Harcèlement : Derrière la guerre des sexes, la lutte des classes

Pour abuser de son pouvoir, encore faut-il en avoir.

Pauline Graulle  • 18 octobre 2017 abonné·es
Harcèlement : Derrière la guerre des sexes, la lutte des classes
© photo : Yann COATSALIOU/AFP

Harvey Weinstein aurait-il pu violer et abuser sexuellement autant de femmes pendant si longtemps s’il n’avait été qu’un sous-fifre de l’industrie du cinéma américaine ? La réponse est évidemment non. Voilà ce que nous rappelle le triste drame hollywoodien qui se joue en ce moment sous nos yeux : aussi célèbres et riches soient-elles, toutes ces actrices passées par les griffes du magnat de la production étaient, avant tout, ses employées – actuelles ou potentielles. Invitée sur le plateau du « Quotidien » (TMC) la semaine dernière, l’actrice française Florence Darel sous-entendait d’ailleurs combien le fait d’être déjà en contrat sur une série à l’époque de sa rencontre avec Weinstein lui avait « psychiquement » facilité la tâche pour refuser ses avances…

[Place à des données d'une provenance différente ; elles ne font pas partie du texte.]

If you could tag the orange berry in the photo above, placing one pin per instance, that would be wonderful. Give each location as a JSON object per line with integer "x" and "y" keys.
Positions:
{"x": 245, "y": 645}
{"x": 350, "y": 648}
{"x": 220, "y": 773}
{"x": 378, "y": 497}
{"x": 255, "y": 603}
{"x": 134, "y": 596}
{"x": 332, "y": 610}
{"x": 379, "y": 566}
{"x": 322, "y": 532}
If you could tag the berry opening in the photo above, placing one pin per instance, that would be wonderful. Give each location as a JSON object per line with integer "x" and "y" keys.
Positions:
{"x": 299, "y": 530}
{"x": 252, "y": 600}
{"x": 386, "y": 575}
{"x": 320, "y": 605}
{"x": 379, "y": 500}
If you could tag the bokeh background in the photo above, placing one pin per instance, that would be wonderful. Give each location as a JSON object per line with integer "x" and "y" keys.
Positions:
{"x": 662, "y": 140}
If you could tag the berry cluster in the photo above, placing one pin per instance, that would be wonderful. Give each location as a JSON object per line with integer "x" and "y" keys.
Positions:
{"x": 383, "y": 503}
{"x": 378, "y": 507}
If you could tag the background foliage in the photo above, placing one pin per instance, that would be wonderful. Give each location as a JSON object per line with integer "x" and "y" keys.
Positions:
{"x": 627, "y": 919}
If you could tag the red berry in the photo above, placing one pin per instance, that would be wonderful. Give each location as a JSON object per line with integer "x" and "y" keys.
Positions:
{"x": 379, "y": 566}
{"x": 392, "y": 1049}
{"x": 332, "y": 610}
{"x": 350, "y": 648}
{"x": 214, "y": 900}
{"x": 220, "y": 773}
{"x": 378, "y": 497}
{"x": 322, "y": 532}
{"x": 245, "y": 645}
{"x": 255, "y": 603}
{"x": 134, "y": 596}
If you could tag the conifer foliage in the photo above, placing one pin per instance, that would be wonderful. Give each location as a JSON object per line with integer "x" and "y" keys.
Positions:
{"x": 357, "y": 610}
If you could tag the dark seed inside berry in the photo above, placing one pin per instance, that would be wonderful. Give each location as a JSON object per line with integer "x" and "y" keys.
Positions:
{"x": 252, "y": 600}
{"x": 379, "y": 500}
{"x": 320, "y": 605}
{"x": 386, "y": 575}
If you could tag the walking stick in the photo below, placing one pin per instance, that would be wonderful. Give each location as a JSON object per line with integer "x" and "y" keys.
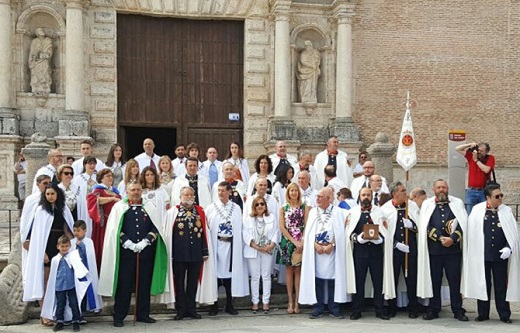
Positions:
{"x": 136, "y": 285}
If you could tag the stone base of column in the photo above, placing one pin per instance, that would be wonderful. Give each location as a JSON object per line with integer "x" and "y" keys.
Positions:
{"x": 345, "y": 129}
{"x": 9, "y": 122}
{"x": 69, "y": 145}
{"x": 74, "y": 123}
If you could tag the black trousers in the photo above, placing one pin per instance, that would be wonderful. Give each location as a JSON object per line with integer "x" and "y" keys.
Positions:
{"x": 361, "y": 266}
{"x": 411, "y": 280}
{"x": 451, "y": 264}
{"x": 185, "y": 296}
{"x": 126, "y": 286}
{"x": 499, "y": 271}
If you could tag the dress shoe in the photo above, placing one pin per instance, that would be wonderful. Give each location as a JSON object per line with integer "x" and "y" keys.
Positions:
{"x": 195, "y": 315}
{"x": 430, "y": 316}
{"x": 148, "y": 320}
{"x": 460, "y": 317}
{"x": 58, "y": 327}
{"x": 355, "y": 315}
{"x": 231, "y": 310}
{"x": 213, "y": 311}
{"x": 382, "y": 316}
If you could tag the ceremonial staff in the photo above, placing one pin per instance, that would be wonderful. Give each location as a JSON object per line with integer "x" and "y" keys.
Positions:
{"x": 407, "y": 158}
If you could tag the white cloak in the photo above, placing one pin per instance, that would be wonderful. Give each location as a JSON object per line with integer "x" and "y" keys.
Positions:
{"x": 207, "y": 291}
{"x": 80, "y": 271}
{"x": 41, "y": 228}
{"x": 377, "y": 217}
{"x": 344, "y": 172}
{"x": 424, "y": 281}
{"x": 307, "y": 282}
{"x": 390, "y": 214}
{"x": 239, "y": 273}
{"x": 92, "y": 271}
{"x": 474, "y": 273}
{"x": 204, "y": 192}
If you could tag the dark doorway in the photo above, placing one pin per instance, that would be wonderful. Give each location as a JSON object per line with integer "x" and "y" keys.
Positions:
{"x": 164, "y": 139}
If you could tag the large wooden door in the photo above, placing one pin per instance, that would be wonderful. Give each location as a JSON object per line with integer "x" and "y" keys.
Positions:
{"x": 185, "y": 75}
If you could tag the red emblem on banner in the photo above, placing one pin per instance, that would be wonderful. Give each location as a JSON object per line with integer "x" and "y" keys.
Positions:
{"x": 407, "y": 140}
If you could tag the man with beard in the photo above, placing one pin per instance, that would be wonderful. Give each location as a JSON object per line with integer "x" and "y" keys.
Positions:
{"x": 187, "y": 241}
{"x": 493, "y": 242}
{"x": 225, "y": 225}
{"x": 364, "y": 254}
{"x": 399, "y": 224}
{"x": 443, "y": 220}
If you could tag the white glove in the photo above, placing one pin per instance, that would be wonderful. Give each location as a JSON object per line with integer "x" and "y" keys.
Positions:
{"x": 402, "y": 247}
{"x": 407, "y": 223}
{"x": 361, "y": 240}
{"x": 377, "y": 241}
{"x": 506, "y": 253}
{"x": 129, "y": 245}
{"x": 141, "y": 245}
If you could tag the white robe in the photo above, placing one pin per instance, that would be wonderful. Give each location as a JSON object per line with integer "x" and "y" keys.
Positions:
{"x": 307, "y": 282}
{"x": 390, "y": 214}
{"x": 474, "y": 273}
{"x": 207, "y": 292}
{"x": 239, "y": 273}
{"x": 204, "y": 192}
{"x": 26, "y": 219}
{"x": 377, "y": 217}
{"x": 41, "y": 228}
{"x": 92, "y": 271}
{"x": 80, "y": 271}
{"x": 343, "y": 170}
{"x": 424, "y": 281}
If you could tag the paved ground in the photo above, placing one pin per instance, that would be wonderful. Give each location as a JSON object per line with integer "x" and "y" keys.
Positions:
{"x": 279, "y": 321}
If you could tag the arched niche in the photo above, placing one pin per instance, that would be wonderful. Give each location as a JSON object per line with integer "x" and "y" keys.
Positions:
{"x": 53, "y": 24}
{"x": 321, "y": 41}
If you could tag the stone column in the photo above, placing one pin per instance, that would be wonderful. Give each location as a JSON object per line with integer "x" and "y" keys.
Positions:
{"x": 282, "y": 126}
{"x": 381, "y": 153}
{"x": 35, "y": 154}
{"x": 343, "y": 126}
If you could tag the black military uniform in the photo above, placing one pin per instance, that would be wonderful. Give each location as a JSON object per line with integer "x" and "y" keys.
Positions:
{"x": 444, "y": 258}
{"x": 399, "y": 262}
{"x": 188, "y": 249}
{"x": 137, "y": 226}
{"x": 368, "y": 255}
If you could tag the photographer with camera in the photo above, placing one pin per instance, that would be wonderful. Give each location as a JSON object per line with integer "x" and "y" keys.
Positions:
{"x": 480, "y": 167}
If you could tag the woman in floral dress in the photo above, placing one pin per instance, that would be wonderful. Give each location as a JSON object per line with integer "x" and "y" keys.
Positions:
{"x": 293, "y": 216}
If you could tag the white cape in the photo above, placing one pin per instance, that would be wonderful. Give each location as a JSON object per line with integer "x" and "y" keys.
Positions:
{"x": 307, "y": 283}
{"x": 474, "y": 273}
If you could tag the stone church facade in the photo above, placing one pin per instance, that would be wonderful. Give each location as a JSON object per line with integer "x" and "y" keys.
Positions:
{"x": 459, "y": 60}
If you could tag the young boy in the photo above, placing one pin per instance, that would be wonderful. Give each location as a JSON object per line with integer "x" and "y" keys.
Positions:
{"x": 92, "y": 301}
{"x": 64, "y": 285}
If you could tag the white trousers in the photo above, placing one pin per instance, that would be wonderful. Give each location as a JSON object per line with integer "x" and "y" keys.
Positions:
{"x": 261, "y": 266}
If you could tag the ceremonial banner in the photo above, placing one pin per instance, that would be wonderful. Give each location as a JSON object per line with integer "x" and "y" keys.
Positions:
{"x": 406, "y": 153}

C’est une lapalissade de le dire : pour abuser de son pouvoir, encore faut-il en avoir. Or, dans ce monde du travail hyperconcurrentiel et miné par le chômage, à qui revient le vrai pouvoir – celui de faire ou de défaire une carrière ? Aux hommes, évidemment, qui continuent d’occuper, en France, près de 80 % des emplois de direction dans le secteur public, 73 % des postes de chef d’entreprise, et les trois quarts des sièges aux conseils d’administration du CAC40.

Le « troussage de domestique », l’ignoble expression dont Jean-François Kahn avait usé pour qualifier l’affaire DSK en disait long sur cet entremêlement séculaire entre pouvoir professionnel et domination masculine. Dans son ouvrage sur les raisons de l’omerta entourant « l’affaire Baupin », Sandrine Rousseau souligne combien l’influence de l’élu au sein d’EELV lui a trop longtemps servi d’anneau de Gygès. On ne s’étonnera pas, non plus, que, parmi les centaines de témoignages rassemblés sous le hashtag #Balancetonporc qui pullulent aujourd’hui sur les réseaux sociaux, les scènes d’abus relatées soient le plus souvent le fait de supérieurs hiérarchiques.

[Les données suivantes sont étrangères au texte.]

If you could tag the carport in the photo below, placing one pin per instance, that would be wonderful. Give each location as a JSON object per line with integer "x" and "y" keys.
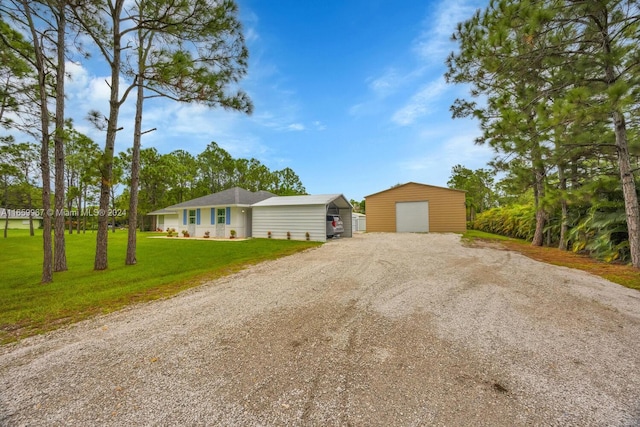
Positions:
{"x": 299, "y": 215}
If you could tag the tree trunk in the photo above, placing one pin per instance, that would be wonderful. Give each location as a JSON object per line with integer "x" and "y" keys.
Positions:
{"x": 100, "y": 262}
{"x": 564, "y": 225}
{"x": 538, "y": 236}
{"x": 30, "y": 202}
{"x": 628, "y": 188}
{"x": 135, "y": 178}
{"x": 60, "y": 254}
{"x": 631, "y": 208}
{"x": 135, "y": 159}
{"x": 47, "y": 257}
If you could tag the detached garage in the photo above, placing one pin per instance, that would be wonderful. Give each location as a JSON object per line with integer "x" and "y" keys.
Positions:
{"x": 416, "y": 208}
{"x": 299, "y": 215}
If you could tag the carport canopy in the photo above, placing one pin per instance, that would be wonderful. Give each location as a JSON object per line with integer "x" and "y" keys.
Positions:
{"x": 293, "y": 214}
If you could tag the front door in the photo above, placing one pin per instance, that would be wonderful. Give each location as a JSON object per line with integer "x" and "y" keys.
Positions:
{"x": 191, "y": 228}
{"x": 221, "y": 220}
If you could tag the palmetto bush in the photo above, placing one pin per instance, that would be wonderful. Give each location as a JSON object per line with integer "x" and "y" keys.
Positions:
{"x": 517, "y": 221}
{"x": 602, "y": 233}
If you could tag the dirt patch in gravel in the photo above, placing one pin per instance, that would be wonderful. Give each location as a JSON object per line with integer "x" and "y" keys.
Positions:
{"x": 379, "y": 329}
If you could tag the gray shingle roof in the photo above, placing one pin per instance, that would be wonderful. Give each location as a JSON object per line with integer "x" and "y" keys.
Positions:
{"x": 232, "y": 196}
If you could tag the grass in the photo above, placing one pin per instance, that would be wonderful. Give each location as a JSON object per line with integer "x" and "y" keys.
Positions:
{"x": 165, "y": 267}
{"x": 624, "y": 275}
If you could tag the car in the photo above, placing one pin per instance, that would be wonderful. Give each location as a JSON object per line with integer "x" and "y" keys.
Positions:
{"x": 334, "y": 225}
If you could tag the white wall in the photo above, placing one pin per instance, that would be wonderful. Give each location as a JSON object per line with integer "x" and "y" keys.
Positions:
{"x": 240, "y": 220}
{"x": 298, "y": 220}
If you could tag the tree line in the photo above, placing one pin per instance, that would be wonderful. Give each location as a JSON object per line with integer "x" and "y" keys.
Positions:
{"x": 555, "y": 87}
{"x": 185, "y": 51}
{"x": 164, "y": 180}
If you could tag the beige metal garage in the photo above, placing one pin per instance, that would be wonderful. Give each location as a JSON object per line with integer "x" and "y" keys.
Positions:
{"x": 414, "y": 207}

La société n’étant plus suffisamment patriarcale pour assurer l’impunité aux abuseurs sexuels au simple fait qu’ils sont « dans leur bon droit » d’homme, la domination masculine a désormais besoin d’un autre vecteur pour perdurer. De par sa structure même, l’impitoyable monde du travail produit par le néolibéralisme lui offre un relais (le dernier ?) pour continuer à se déployer. Aujourd’hui, tout le monde parle : c’est un progrès qui montre que la vieille idée de la « promotion canapé » est passé du côté de l’inacceptable. Mais faire sauter véritablement le couvercle de la domination masculine passera nécessairement par un profond changement des « superstructures » professionnelles.